Doug Lawler, the chief executive of Chesapeake Energy Corp. CHK -0.02% , will leave the company at the end of this month, little more than two months after the shale-gas pioneer emerged from bankruptcy.

The Oklahoma City-based company said Tuesday that Mike Wichterich, who became Chesapeake’s chairman in February, will serve as interim CEO as it searches for a new top executive.

In an email to employees reviewed by The Wall Street Journal, Mr. Wichterich said Mr. Lawler’s departure is “not a reflection of his performance or the result of any action on his part,” and that the outgoing executive left the company in “a great position for future success.”

Mr. Wichterich said he would lay out his outlook for the company at a town hall meeting Wednesday.

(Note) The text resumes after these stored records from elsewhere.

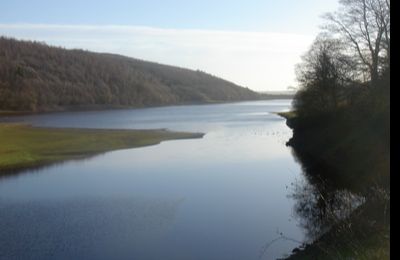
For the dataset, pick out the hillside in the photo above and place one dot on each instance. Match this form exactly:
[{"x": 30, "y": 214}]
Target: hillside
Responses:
[{"x": 38, "y": 77}]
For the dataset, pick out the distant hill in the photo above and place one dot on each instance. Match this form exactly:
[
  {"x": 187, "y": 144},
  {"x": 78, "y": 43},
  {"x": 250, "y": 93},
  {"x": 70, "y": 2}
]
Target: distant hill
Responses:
[
  {"x": 38, "y": 77},
  {"x": 277, "y": 94}
]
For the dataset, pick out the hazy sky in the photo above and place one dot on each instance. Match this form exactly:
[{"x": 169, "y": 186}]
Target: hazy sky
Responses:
[{"x": 254, "y": 43}]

“Thanks to you, today Chesapeake sits with talented, adaptable people, great assets, and a pristine balance sheet,” said Mr. Wichterich, also the chief executive of oil producer Three Rivers Operating Company III LLC. “Now is the time to get aggressive and win!”

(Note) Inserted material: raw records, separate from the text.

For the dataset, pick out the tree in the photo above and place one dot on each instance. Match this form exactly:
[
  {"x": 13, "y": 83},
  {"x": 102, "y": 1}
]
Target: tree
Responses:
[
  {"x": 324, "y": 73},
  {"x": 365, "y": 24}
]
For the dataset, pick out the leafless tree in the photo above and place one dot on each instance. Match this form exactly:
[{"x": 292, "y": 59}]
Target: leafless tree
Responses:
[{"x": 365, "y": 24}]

Mr. Lawler and Mr. Wichterich couldn’t be reached for comment

Chesapeake was once the highflying leader of a U.S. land rush in the early days of the shale-gas revolution. But when Mr. Lawler took the helm in 2013, his task was to turn around what had become one of the U.S. oil-and-gas industry’s worst-performing companies.

His predecessor, co-founder Aubrey McClendon, was ousted earlier that year as the company wrestled with ballooning debts and depressed natural gas prices. Mr. McClendon, indicted by a federal grand jury on charges of conspiring to rig the price of oil and gas leases, died in a car crash in 2016.

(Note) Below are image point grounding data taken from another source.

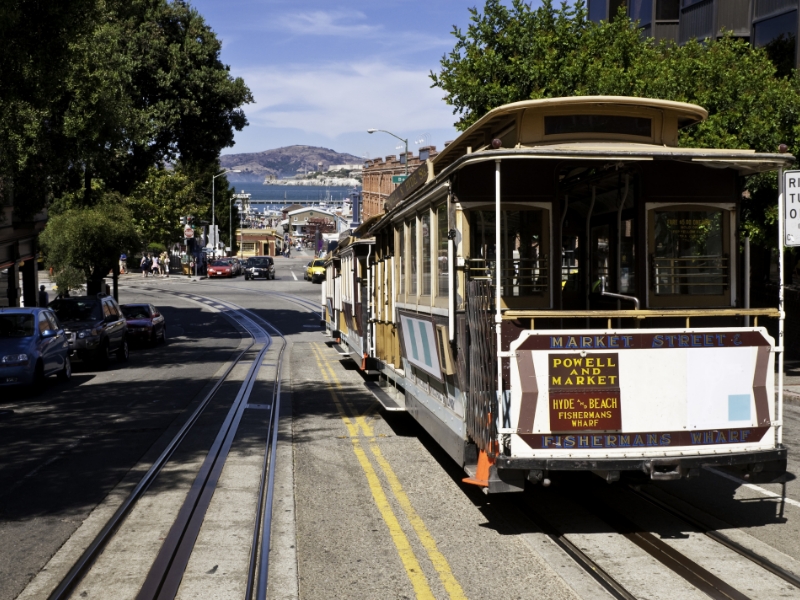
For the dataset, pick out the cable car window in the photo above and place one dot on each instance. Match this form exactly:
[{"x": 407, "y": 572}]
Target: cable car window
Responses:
[
  {"x": 524, "y": 266},
  {"x": 600, "y": 256},
  {"x": 425, "y": 235},
  {"x": 613, "y": 124},
  {"x": 688, "y": 256},
  {"x": 441, "y": 247},
  {"x": 627, "y": 275},
  {"x": 570, "y": 263}
]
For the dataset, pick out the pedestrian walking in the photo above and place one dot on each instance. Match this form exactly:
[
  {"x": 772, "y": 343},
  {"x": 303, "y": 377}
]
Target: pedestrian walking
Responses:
[{"x": 44, "y": 298}]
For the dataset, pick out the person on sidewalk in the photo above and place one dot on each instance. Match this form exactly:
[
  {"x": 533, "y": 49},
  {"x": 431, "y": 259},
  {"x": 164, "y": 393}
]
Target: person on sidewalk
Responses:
[{"x": 44, "y": 298}]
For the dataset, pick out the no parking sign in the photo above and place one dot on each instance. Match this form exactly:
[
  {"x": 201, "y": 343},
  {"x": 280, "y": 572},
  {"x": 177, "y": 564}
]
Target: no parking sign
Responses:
[{"x": 791, "y": 207}]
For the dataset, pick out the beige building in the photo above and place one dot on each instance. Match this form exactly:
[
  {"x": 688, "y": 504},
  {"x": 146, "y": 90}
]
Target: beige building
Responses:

Mr. Lawler, previously an executive at oil producer Anadarko Petroleum Corp., worked for years to cut Chesapeake’s spending and reduce its mountain of debt. The company’s total liabilities fell from more than $24 billion in early 2013, before Mr. Lawler’s appointment, to $11.9 billion at the end of 2020, according to FactSet.

Ultimately, though, Chesapeake was among the many U.S. oil-and-gas companies that succumbed to the economic impact of the pandemic. It filed for chapter 11 bankruptcy protection in June 2020, and shed about $7.8 billion in debt. It also cut hundreds of jobs.

Chesapeake has signaled subdued ambitions for years, perhaps most poignantly last week when the NBA’s Oklahoma City Thunder said the company was terminating its arena-naming rights agreement after a decade in which the basketball team played in the Chesapeake Energy Arena.